The focus of the blueprint’s tax certainty chapter is the prevention and resolution of disputes regarding Amount A, which allocates taxing rights on a portion of in-scope companies’ profits to market jurisdictions. Amount A is intrinsically multilateral: for any given multinational enterprise (MNE), profits may be allocated away from several countries and spread among a large number of market jurisdictions. The work on dispute resolution for Amount B, which would provide a standardised return for baseline marketing and distribution activities, is considerably less developed; the blueprint simply states that mandatory binding dispute resolution would apply to an Amount B dispute once existing procedures were exhausted.
The blueprint provides that Amount A would be administered through a coordinated system, in which an MNE would file a self-assessment return and documentation package with its lead tax administration, which would proceed to share the return and documentation with all affected tax administrations through an exchange of information mechanism. In the absence of any election by the MNE, all affected tax administrations would then be free to audit the Amount A return. In many cases, sorting through any disputes that arise on a country-by-country basis, or by invoking bilateral treaty relationships where they exist, could prove unworkable.
To avoid individual audits, MNEs could opt into an early certainty process under the blueprint. This involves three key stages: an optional initial review by the lead tax administration, review by an advisory review panel comprised of affected tax administrations, and a quasi-arbitral proceeding by a determination panel using a last best offer approach. Disputes could be resolved at any stage, but the inclusion of the determination panel ensures that mandatory binding dispute resolution provides a backstop to the process.
The two-tiered panel process appears intended to address the concerns of developing countries and other stakeholders regarding the use of mandatory binding arbitration. By interposing an advisory review panel comprised of a subset of the tax administrations themselves before a case is sent to the determination panel, the Amount A tax certainty process increases the likelihood that consensus may be reached without the need for an outside decision maker. While the composition of the determination panel remains to be determined, the suggestion that current or former tax officials may serve as panellists also appears likely to address some tax administrations’ concerns.

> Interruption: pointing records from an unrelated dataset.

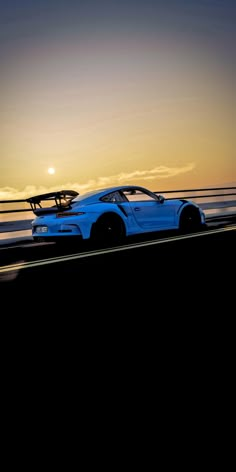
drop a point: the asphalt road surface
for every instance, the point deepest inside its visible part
(169, 261)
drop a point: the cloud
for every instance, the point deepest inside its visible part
(123, 178)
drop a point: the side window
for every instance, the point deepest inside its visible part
(113, 197)
(139, 196)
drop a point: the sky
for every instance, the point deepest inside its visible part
(109, 92)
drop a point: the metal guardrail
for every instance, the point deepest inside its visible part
(217, 202)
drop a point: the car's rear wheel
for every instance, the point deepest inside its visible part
(109, 229)
(190, 220)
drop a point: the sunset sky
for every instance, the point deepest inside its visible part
(109, 92)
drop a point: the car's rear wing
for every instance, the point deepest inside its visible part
(61, 199)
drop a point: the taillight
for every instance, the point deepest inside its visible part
(71, 213)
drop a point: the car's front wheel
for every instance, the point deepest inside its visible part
(109, 229)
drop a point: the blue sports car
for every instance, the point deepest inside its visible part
(111, 214)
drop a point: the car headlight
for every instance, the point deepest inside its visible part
(41, 229)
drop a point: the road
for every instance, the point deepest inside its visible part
(156, 263)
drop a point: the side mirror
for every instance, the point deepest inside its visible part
(161, 199)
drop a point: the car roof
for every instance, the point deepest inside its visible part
(99, 193)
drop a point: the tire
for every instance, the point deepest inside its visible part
(190, 220)
(109, 229)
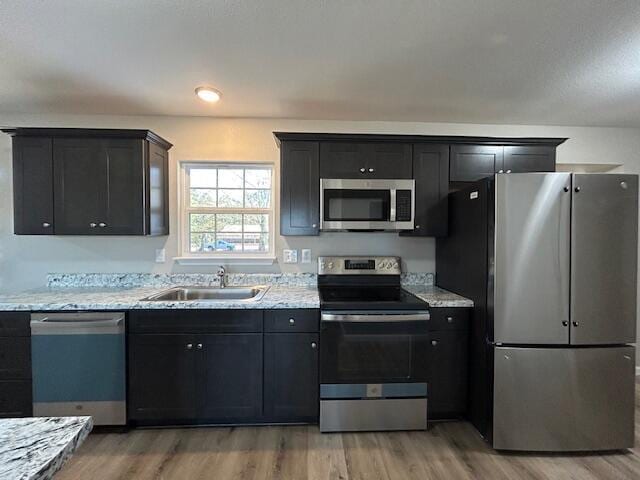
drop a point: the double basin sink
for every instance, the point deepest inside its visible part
(209, 294)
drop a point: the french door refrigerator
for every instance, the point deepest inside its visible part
(550, 260)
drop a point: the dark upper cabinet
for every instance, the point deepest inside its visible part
(90, 182)
(431, 173)
(365, 160)
(299, 188)
(474, 162)
(32, 186)
(163, 384)
(291, 377)
(447, 374)
(230, 377)
(529, 158)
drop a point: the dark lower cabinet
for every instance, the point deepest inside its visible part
(447, 374)
(431, 173)
(162, 378)
(291, 377)
(230, 377)
(299, 188)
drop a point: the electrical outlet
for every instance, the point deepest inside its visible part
(290, 256)
(161, 255)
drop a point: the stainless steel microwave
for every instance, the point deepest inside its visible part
(373, 204)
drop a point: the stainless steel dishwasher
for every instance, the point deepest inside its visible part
(78, 362)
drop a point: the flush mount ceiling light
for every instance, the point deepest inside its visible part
(208, 94)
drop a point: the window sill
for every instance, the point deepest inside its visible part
(212, 260)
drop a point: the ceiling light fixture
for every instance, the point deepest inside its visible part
(208, 94)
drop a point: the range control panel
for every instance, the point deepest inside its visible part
(359, 266)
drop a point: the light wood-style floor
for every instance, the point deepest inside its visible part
(447, 451)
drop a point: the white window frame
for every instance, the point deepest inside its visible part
(184, 192)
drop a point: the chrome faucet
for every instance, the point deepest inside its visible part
(222, 277)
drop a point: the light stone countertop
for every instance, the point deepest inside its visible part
(36, 448)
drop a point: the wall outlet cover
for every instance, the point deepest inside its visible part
(290, 256)
(161, 255)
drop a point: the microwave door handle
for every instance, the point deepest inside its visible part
(392, 200)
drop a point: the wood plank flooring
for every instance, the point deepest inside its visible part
(448, 451)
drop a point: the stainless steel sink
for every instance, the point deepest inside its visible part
(209, 294)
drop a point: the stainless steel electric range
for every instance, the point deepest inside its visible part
(373, 346)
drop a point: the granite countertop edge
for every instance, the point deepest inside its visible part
(277, 297)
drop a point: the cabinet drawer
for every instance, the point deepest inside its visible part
(196, 321)
(15, 358)
(293, 320)
(15, 399)
(449, 319)
(15, 324)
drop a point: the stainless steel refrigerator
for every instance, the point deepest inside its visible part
(550, 260)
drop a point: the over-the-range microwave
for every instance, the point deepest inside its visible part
(373, 204)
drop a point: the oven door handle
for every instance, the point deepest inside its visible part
(373, 318)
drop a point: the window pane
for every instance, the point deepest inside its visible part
(230, 178)
(257, 198)
(203, 197)
(256, 223)
(202, 242)
(202, 222)
(257, 178)
(256, 242)
(230, 198)
(202, 177)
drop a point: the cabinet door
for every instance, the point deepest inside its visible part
(431, 173)
(125, 195)
(365, 160)
(162, 377)
(474, 162)
(230, 377)
(291, 377)
(300, 188)
(447, 374)
(33, 186)
(529, 158)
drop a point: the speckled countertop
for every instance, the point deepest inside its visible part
(36, 448)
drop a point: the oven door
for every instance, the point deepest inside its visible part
(364, 348)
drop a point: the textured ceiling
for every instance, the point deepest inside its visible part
(568, 62)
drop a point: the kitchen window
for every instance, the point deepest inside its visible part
(227, 210)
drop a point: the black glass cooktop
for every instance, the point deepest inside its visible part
(368, 298)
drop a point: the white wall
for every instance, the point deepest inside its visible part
(24, 260)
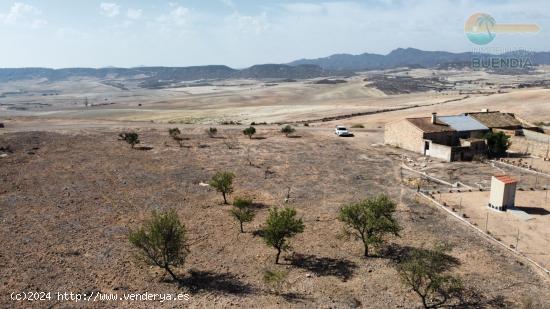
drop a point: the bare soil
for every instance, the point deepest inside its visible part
(68, 201)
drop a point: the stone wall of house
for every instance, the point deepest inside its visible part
(404, 135)
(523, 145)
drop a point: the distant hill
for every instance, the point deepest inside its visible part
(335, 65)
(409, 57)
(157, 77)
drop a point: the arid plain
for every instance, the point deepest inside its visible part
(70, 190)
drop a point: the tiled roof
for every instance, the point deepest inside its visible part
(463, 123)
(496, 119)
(506, 179)
(425, 124)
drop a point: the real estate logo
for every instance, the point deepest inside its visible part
(481, 28)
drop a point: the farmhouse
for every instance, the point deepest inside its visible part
(497, 120)
(449, 138)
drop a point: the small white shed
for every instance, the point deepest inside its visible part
(503, 192)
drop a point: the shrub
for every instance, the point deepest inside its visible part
(212, 132)
(280, 225)
(162, 241)
(275, 279)
(174, 132)
(241, 211)
(288, 129)
(370, 220)
(426, 273)
(497, 143)
(131, 138)
(223, 183)
(249, 132)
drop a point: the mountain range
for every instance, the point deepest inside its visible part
(335, 65)
(411, 57)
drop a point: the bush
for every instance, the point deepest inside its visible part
(223, 182)
(426, 273)
(162, 241)
(131, 138)
(174, 132)
(370, 220)
(275, 279)
(288, 129)
(212, 132)
(249, 132)
(497, 143)
(280, 225)
(241, 211)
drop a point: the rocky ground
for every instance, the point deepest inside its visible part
(67, 202)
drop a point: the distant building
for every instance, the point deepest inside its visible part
(449, 138)
(503, 193)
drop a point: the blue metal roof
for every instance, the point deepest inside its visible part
(462, 123)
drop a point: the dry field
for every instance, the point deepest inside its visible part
(69, 198)
(249, 101)
(527, 229)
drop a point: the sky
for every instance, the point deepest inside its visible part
(241, 33)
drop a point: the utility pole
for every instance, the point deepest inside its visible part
(517, 240)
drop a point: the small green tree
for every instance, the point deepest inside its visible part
(370, 220)
(497, 143)
(280, 225)
(174, 132)
(241, 211)
(223, 182)
(212, 132)
(249, 132)
(426, 273)
(131, 138)
(288, 129)
(162, 241)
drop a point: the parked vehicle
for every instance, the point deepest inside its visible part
(342, 131)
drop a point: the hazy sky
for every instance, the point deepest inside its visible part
(240, 33)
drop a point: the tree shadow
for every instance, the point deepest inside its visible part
(399, 254)
(293, 297)
(258, 205)
(324, 266)
(258, 233)
(534, 210)
(225, 283)
(472, 298)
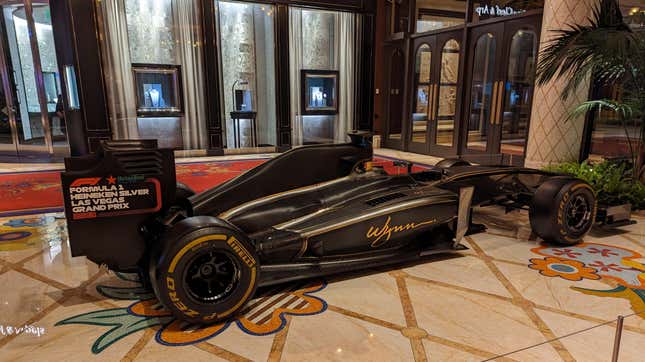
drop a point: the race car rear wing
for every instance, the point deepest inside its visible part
(110, 194)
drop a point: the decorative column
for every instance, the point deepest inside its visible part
(553, 139)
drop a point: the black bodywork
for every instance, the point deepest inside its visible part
(314, 210)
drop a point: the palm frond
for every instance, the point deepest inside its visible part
(600, 49)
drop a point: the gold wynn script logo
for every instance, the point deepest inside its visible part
(383, 234)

By and large, the complexities baked into the process are likely necessary in view of the technical and political challenges associated with designing an appropriate tax certainty process for Amount A. Yet the success of the system will probably ultimately depend not on these intricacies, but on MNEs’ and tax administrations’ ability to avoid them in a significant volume of cases.

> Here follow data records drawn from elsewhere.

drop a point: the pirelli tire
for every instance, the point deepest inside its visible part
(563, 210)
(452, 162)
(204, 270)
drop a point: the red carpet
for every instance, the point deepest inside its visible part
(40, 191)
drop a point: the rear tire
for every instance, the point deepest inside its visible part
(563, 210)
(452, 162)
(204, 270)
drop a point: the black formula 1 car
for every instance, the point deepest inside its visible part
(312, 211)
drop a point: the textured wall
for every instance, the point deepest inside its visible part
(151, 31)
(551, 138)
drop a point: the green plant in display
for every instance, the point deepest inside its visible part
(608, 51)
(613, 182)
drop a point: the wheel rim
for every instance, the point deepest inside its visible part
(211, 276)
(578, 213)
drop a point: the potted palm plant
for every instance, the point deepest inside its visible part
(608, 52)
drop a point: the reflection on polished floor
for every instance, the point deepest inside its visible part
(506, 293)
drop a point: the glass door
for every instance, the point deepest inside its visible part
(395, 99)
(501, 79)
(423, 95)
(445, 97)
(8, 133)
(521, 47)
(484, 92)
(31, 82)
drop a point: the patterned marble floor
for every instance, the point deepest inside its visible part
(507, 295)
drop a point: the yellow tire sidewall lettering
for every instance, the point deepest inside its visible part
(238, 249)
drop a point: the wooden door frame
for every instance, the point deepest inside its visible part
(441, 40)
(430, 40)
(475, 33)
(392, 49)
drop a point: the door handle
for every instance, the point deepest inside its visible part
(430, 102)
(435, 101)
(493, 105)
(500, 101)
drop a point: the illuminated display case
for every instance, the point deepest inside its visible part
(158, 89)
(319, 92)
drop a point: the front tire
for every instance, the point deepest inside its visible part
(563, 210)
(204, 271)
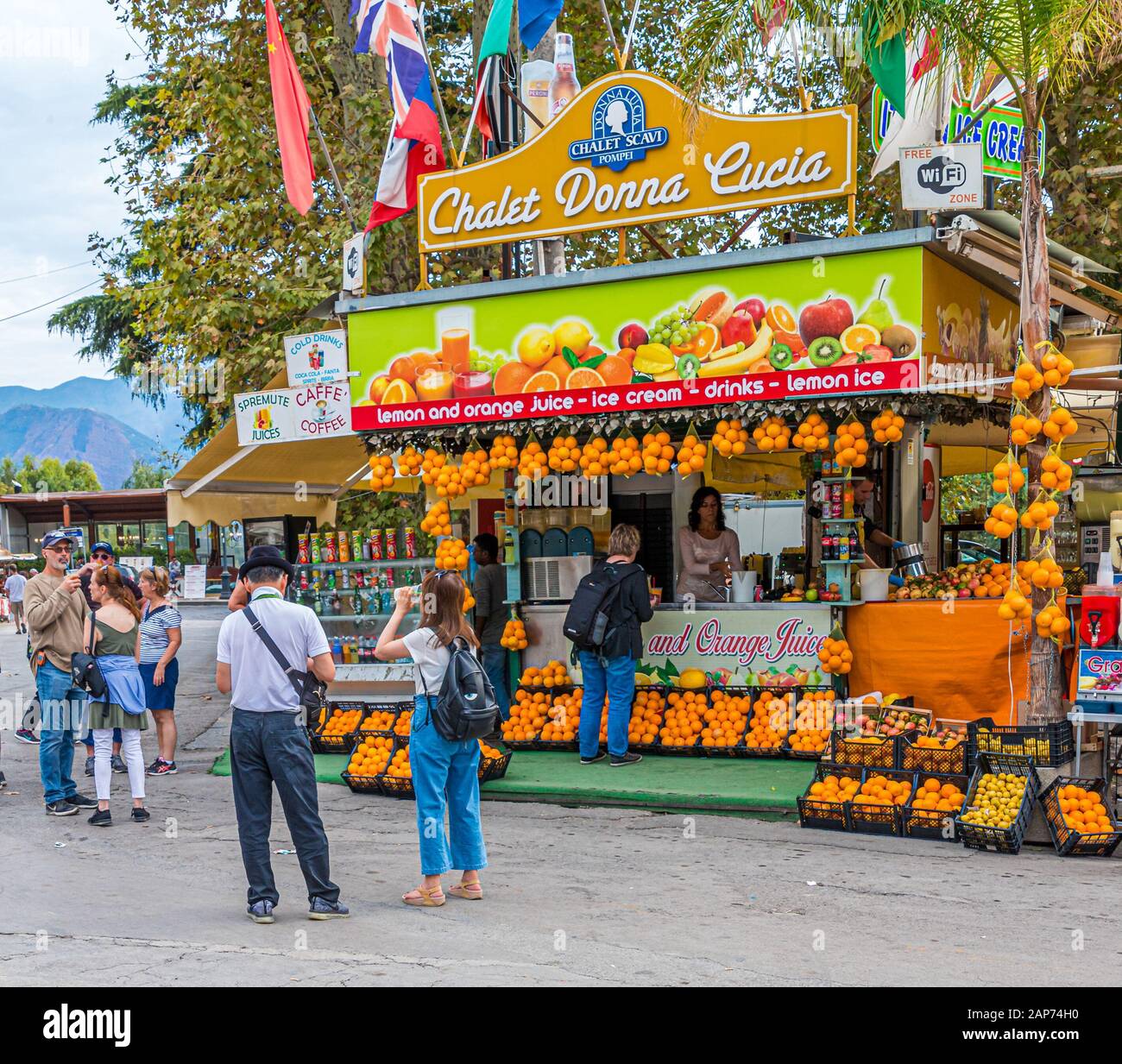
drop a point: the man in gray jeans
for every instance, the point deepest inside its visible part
(268, 740)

This, in turn, requires that all participants approach Amount A early certainty cases with a cooperative attitude: MNEs should be prepared to make frank and timely disclosures, and tax administrations should be willing to accept the work and recommendations of their colleagues in other countries except where they have serious concerns. Given the levels of investment required by the tax administrations in panel cases, as well as the time required to conclude such cases, the optional initial review by the lead tax administration appears likely to be key to efficiently resolving lower risk cases, but that will only work if other tax administrations are willing to accept the lead tax administration’s recommendations.
The Amount A tax certainty process is not perfect. More work is needed in some areas, particularly around timing. But it does offer up a new take on dispute resolution that, if approached by tax administrations and MNEs alike with the right spirit, could provide a workable and much-needed structure for handling multilateral controversies, which could have ramifications beyond the confines of Amount A.